EXAMPLE 1 Valid Predictions? State whether the prediction (or implied prediction) should be trusted in each of the following cases, and explain why or why not. Based on a large data set, you’ve made a scatter diagram for salsa consumption (per person) versus years of education. The diagram shows no significant correlation, but you’ve drawn a best-fit line anyway. The line predicts that someone who consumes a pint of salsa per week has at least 13 years of education. Solution: Because there is no significant correlation, the best-fit line and any predictions made from it are meaningless.

The square of the correlation coefficient, or r2, is the proportion of the variation in a variable that is accounted for by the best-fit line. The use of multiple regression allows the calculation of a best-fit equation that represents the best fit between one variable (such as price) and a combination of two or more other variables (such as weight and color). The coefficient of determination, R2, tells us the proportion of the scatter in the data accounted for by the best-fit equation.

EXAMPLE 4 Voter Turnout and Unemployment Political scientists are interested in knowing what factors affect voter turnout in elections. One such factor is the unemployment rate. Data collected in presidential election years since 1964 show a very weak negative correlation between voter turnout and the unemployment rate, with a correlation coefficient of about r = -0.1. Based on this correlation, should we use the unemployment rate to predict voter turnout in the next presidential election? Note that there is a scatter diagram of the voter turnout data on page 312. Solution: The square of the correlation coefficient is r2 = (-0.1)2 = 0.01, which means that only about 1% of the variation in the data is accounted for by the best-fit line. Nearly all of the variation in the data must therefore be explained by other factors. We conclude that unemployment is not a reliable predictor of voter turnout.

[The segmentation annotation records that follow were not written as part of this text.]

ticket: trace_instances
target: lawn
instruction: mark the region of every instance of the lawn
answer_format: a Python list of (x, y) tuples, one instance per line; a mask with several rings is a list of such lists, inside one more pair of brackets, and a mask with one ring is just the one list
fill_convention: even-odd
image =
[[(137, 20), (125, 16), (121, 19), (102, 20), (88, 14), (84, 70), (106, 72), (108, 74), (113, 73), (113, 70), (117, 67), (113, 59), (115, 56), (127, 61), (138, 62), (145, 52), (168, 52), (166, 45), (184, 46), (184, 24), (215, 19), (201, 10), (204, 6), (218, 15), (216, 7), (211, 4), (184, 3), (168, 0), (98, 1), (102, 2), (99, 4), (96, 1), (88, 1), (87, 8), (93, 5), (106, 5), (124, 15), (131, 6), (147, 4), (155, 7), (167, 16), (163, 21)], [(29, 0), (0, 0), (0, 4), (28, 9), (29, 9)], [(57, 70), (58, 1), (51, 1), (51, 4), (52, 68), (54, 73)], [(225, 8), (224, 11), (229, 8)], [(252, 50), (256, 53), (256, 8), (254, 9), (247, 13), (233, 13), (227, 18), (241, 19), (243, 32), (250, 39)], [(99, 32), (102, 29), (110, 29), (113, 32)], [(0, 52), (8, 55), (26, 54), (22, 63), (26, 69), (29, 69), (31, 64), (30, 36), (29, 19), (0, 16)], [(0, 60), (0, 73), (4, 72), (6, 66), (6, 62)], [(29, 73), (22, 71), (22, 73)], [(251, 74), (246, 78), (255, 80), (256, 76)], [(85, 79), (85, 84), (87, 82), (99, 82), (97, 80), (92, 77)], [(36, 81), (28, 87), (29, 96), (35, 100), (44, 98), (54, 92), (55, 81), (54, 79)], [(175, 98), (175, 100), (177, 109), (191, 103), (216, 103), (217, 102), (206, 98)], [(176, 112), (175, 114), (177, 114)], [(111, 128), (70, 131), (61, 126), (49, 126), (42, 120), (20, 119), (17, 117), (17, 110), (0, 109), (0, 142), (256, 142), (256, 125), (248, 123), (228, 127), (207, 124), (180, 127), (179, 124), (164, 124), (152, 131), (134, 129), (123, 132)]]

The Search for Causality A correlation may suggest causality, but by itself a correlation never establishes causality. Much more evidence is required to establish that one factor causes another. a correlation between two variables may be the result of either (1) coincidence, (2) a common underlying cause, or (3) one variable actually having a direct influence on the other. The process of establishing causality is essentially a process of ruling out the first two explanations.

Determining Causality We can rule out coincidence by repeating the experiment many times or using a large number of subjects in the experiment. Because coincidences occur randomly, they should not occur consistently in many subjects or experiments. If the controls rule out confounding variables, any remaining effects must be caused by the variables being studied.

Guidelines for Establishing Causality If you suspect that a particular variable (the suspected cause) is causing some effect: Look for situations in which the effect is correlated with the suspected cause even while other factors vary. Among groups that differ only in the presence or absence of the suspected cause, check that the effect is similarly present or absent. Look for evidence that larger amounts of the suspected cause produce larger amounts of the effect. If the effect might be produced by other potential causes (besides your suspected cause), make sure that the effect still remains after accounting for these other potential causes. If possible, test the suspected cause with an experiment. If the experiment cannot be performed with humans for ethical reasons, consider doing the experiment with animals, cell cultures, or computer models . Try to determine the physical mechanism by which the suspected cause produces the effect.